Chiesi Global Rare Diseases Announces FDA Approval of FERRIPROX® (deferiprone) for Treatment of Transfusional Iron Overload due to Sickle Cell Disease
- Approval is based on demonstrated reduction in liver iron concentration -
- Expanded indications for patients with sickle cell disease or other anemias, as well as thalassemia -
BOSTON, May 1, 2021 /PRNewswire/ -- Chiesi Global Rare Diseases, a business unit of Chiesi Farmaceutici S.p.A., an international research-focused healthcare Group (Chiesi Group), announced today that the U.S. Food & Drug Administration (FDA) has approved FERRIPROX® (deferiprone) for the treatment of transfusional iron overload due to sickle cell disease (SCD) or other anemias in adult and pediatric patients 3 years of age and older.* This FDA approval expands the use of FERRIPROX for patients with SCD or other anemias as well as patients with thalassemia regardless of prior iron chelation exposure.
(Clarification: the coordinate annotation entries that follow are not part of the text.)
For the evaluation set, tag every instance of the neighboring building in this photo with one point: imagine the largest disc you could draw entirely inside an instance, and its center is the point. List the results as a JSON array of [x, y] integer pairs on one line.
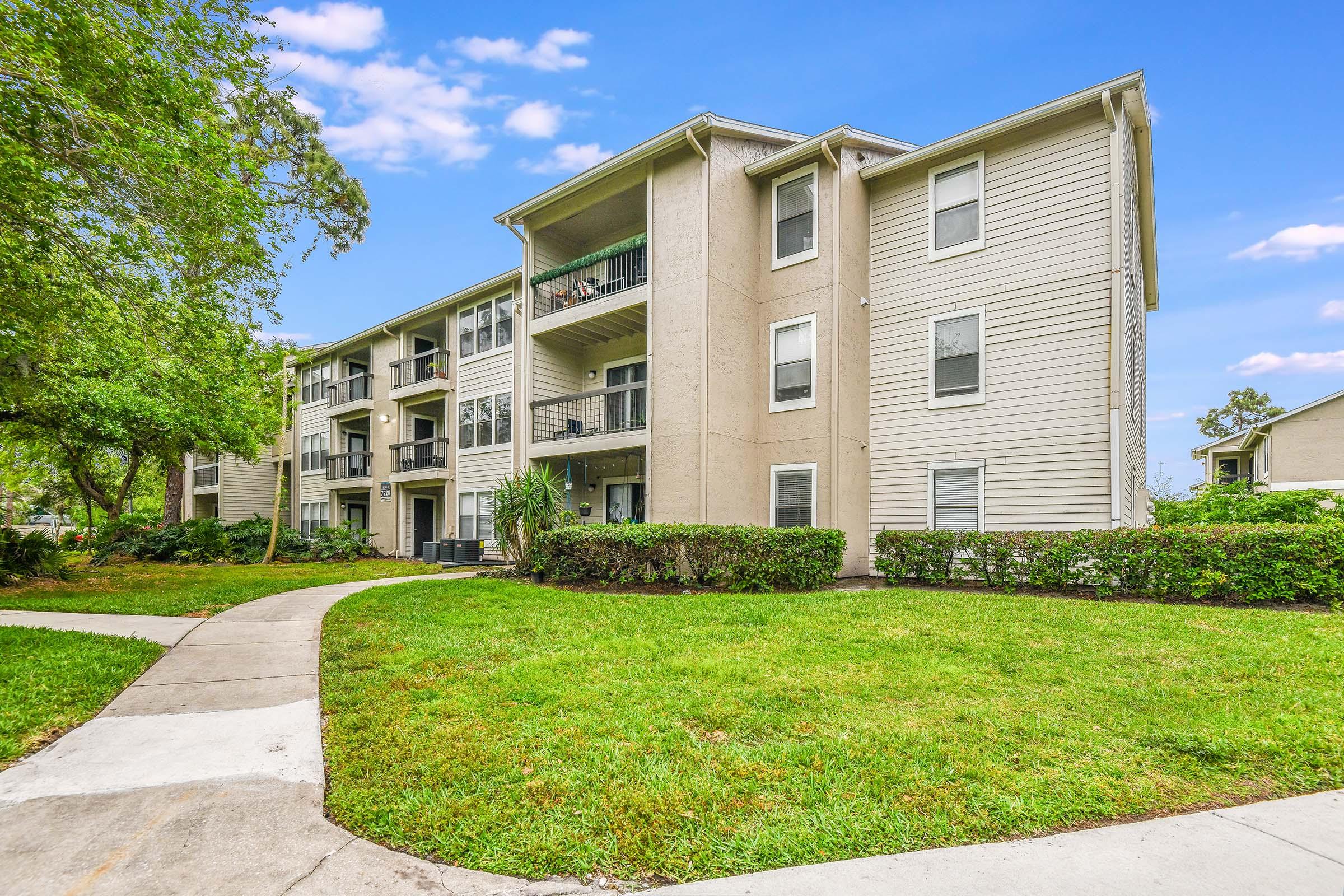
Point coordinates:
[[731, 323], [1300, 449]]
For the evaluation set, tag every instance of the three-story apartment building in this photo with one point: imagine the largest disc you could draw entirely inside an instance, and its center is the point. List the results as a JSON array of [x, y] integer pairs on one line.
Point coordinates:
[[731, 323]]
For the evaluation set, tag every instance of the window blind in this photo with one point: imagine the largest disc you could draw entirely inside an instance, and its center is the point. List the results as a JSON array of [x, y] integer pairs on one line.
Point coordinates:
[[795, 203], [956, 352], [794, 497], [956, 499]]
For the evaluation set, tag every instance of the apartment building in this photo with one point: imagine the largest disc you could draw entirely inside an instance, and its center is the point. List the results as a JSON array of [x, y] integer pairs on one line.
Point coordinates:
[[731, 323]]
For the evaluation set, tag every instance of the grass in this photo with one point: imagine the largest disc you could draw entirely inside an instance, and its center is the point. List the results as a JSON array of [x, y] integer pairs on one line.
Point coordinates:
[[171, 590], [535, 731], [52, 682]]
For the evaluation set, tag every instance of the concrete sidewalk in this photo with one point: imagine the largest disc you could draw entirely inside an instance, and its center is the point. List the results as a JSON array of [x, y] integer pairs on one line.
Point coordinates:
[[206, 777], [166, 631]]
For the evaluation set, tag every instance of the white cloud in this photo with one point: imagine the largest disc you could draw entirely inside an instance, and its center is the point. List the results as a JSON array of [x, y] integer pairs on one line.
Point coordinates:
[[546, 55], [535, 119], [1334, 311], [568, 157], [390, 115], [1300, 244], [1295, 363], [334, 26]]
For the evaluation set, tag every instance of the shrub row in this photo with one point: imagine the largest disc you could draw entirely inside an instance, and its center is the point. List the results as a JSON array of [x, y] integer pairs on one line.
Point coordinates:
[[29, 555], [1249, 563], [209, 539], [743, 558]]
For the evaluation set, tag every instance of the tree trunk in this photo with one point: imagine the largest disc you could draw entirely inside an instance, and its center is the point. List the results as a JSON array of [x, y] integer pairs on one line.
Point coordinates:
[[174, 491], [274, 511]]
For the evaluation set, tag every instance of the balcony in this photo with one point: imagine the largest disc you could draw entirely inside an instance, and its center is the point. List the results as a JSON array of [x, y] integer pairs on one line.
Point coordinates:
[[351, 394], [600, 419], [420, 460], [424, 372], [592, 278], [351, 465]]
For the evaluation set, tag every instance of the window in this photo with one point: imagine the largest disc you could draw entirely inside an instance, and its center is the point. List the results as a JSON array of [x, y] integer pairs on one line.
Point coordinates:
[[956, 207], [794, 234], [956, 363], [794, 494], [794, 375], [314, 382], [312, 450], [486, 327], [467, 332], [312, 517], [486, 421], [956, 496], [475, 516]]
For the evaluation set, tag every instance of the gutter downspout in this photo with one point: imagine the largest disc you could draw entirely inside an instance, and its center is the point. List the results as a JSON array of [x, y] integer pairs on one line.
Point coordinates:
[[704, 324], [835, 335], [1117, 315]]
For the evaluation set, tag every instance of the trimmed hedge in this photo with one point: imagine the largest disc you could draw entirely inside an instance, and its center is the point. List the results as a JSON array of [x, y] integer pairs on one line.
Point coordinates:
[[1248, 563], [743, 558]]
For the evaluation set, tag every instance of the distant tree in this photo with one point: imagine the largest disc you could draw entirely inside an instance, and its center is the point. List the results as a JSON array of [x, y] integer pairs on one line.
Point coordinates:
[[1245, 409]]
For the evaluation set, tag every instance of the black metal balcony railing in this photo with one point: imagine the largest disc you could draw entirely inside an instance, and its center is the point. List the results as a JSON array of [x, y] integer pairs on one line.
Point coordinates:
[[351, 465], [606, 277], [353, 389], [421, 454], [616, 409], [417, 368]]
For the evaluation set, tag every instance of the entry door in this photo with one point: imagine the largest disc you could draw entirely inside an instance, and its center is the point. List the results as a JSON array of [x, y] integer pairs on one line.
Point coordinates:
[[626, 501], [422, 524], [424, 429], [358, 442], [626, 410]]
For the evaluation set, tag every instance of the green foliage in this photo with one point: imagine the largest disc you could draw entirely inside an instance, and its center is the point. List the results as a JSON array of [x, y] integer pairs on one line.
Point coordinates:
[[1241, 503], [1245, 563], [743, 558], [526, 504], [1244, 410], [29, 557], [340, 543]]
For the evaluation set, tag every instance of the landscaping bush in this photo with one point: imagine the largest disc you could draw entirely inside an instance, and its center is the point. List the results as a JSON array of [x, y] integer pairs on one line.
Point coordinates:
[[1241, 503], [29, 555], [743, 558], [1249, 563]]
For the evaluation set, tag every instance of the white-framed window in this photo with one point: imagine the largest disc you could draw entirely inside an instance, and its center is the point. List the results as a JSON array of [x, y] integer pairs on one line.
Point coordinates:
[[794, 218], [312, 515], [312, 452], [958, 496], [484, 422], [794, 368], [794, 494], [314, 382], [958, 207], [486, 325], [958, 358], [475, 516]]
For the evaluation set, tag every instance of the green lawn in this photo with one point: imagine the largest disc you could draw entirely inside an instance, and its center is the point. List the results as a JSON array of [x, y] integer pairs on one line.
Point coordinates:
[[171, 590], [535, 731], [55, 680]]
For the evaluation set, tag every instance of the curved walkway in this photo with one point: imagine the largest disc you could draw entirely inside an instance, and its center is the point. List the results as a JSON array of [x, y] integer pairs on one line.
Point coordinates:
[[206, 777]]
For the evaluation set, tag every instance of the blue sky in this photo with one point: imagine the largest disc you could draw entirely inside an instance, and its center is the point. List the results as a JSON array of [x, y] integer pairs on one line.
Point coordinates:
[[454, 113]]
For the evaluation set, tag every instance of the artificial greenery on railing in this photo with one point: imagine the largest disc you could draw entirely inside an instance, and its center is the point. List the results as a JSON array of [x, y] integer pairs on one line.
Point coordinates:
[[592, 258]]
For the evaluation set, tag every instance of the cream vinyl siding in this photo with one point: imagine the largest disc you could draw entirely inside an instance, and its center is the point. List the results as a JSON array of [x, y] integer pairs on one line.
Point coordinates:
[[1045, 282]]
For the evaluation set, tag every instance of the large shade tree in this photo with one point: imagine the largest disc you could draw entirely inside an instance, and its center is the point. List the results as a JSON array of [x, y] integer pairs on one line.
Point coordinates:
[[150, 180]]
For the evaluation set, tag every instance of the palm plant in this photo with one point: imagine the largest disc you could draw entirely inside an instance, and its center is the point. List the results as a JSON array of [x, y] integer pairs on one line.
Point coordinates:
[[526, 503]]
SCD affects about 100,000 people in the U.S. and leads to a lower life expectancy by more than 20 years compared to the general population. SCD patients are typically diagnosed prior to 2 years of age and the more severe patients start to experience pain crises early in childhood. Many require hospitalization and chronic blood transfusions to manage disease complications. Disease complications include early onset stroke, acute chest syndrome, and multiorgan failure. Renal complications affect nearly 30-50 percenti of patients with sickle cell anemia and account for 16-18 percent of mortality in adults with SCD.ii
"People who are living with SCD face significant challenges with pain and organ damage that can greatly impact their quality of life, and most who need blood transfusions also need iron chelation therapy including those with known kidney issues who have limited treatment options," said Giacomo Chiesi, Head of Chiesi Global Rare Diseases. "We believe that delivering an iron chelation therapy that has no dosage adjustment required for patients with mild to severe renal impairment may address a significant unmet need in SCD. We have a long history of commitment to the rare disease community and this FDA approval is a testament to the investments we continue to make in scientific research and development with patients at the center of everything we do. We would like to thank the patients and the SCD community for their participation in clinical studies because without their support this would not have been possible."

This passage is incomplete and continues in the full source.